Field in Focus is a video series that brings you into the field with Smithsonian scientists working to save species around the globe.
Smithsonian researchers partner with experts in Myanmar studying human and animal health to find out what diseases are present in wildlife and whether they could pose a threat to humans. For the first time, see these scientists in the field as they collect blood from cave nectar bats, sample saliva from macaques and track the movement of flying foxes across the country.

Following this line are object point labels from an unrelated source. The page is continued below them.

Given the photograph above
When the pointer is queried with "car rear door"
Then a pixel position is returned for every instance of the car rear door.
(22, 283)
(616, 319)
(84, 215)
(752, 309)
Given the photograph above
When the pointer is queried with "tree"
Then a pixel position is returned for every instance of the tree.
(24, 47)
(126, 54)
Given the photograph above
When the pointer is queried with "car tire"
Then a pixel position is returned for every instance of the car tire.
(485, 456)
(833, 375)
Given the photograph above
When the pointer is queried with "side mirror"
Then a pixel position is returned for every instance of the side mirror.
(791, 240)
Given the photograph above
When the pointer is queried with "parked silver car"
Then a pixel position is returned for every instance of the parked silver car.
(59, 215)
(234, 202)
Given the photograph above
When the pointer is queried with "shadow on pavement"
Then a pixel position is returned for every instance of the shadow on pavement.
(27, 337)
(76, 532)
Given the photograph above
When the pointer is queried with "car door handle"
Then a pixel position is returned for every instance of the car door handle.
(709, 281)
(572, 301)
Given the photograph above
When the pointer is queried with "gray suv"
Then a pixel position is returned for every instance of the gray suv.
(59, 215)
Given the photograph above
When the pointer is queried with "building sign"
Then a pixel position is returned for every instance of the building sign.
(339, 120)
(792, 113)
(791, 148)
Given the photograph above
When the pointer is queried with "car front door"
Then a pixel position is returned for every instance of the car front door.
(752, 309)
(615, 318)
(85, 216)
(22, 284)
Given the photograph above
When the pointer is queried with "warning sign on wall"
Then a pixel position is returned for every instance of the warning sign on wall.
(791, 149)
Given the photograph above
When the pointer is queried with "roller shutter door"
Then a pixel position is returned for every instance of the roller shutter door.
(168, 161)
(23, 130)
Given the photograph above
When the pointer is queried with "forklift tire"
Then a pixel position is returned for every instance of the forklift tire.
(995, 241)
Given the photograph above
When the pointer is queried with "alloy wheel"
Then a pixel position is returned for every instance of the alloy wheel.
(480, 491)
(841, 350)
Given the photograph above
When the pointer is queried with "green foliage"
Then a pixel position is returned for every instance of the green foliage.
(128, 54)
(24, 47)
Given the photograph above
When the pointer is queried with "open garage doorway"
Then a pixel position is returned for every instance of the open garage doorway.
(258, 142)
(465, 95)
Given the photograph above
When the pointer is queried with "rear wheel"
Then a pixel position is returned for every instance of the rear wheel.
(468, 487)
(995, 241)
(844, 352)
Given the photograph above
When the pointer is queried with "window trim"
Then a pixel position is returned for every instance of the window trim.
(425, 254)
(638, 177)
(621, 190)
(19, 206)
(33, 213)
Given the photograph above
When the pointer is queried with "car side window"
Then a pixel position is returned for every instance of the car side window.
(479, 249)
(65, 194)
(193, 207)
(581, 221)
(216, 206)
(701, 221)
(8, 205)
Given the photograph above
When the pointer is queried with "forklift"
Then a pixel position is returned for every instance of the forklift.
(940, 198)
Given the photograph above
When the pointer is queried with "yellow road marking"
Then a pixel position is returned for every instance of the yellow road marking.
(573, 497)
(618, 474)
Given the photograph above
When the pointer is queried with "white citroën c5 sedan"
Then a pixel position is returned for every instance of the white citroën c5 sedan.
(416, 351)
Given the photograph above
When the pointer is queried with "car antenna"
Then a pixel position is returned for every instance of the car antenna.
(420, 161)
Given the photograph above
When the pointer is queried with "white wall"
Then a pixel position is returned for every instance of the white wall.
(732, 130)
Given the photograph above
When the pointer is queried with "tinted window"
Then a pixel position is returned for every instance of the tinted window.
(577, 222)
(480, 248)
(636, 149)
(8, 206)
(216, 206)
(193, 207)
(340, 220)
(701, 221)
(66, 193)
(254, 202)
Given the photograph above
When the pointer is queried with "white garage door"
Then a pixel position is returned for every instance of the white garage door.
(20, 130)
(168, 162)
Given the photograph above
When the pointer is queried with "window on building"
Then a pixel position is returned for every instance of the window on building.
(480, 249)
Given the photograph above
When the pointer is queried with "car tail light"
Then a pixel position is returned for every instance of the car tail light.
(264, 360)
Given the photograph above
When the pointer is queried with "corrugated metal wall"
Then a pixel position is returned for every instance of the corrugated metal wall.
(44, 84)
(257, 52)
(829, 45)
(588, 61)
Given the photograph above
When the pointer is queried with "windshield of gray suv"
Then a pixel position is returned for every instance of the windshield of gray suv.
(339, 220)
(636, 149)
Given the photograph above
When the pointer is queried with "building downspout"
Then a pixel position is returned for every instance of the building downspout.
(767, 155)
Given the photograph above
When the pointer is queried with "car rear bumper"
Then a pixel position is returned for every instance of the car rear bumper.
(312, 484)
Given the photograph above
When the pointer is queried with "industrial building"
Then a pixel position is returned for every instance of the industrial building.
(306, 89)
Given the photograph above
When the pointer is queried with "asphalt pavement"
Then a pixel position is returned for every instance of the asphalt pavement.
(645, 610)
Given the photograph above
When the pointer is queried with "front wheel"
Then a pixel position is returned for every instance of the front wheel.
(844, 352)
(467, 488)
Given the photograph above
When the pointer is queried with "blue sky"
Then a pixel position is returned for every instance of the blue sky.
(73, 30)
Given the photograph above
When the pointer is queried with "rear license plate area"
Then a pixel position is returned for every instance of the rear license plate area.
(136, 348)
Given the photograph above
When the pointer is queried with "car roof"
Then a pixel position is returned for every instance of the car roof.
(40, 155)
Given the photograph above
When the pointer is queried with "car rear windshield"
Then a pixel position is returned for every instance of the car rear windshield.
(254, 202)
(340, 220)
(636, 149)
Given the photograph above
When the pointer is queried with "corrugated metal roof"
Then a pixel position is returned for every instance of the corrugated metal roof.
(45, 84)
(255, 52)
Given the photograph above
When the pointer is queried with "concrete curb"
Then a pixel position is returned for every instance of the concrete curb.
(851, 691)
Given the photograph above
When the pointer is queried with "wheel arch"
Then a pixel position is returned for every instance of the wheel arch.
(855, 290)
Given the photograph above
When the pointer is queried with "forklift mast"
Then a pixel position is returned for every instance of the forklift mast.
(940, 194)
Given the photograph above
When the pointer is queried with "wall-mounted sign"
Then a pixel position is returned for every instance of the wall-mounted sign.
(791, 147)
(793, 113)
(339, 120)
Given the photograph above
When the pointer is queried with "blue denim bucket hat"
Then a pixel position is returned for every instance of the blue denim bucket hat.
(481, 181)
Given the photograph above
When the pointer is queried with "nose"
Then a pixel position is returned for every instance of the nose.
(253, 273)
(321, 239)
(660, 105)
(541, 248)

Myanmar is a biodiversity hotspot with vast rural settings and forests. That habitat supports a large number of species, including bats and other animals that, in other parts of the world, have been known to carry zoonotic and emerging viruses. The country is also becoming more developed, which leads to more high-risk interactions between humans and wildlife.
Global Health Program researchers work closely with resident scientists — and collaborate with Myanmar's Ministry of Agriculture, Livestock and Irrigation; Ministry of Health and Sports; and Ministry of Natural Resources and Environmental Conservation — to collect and analyze biological samples from wildlife and the humans they come in contact with.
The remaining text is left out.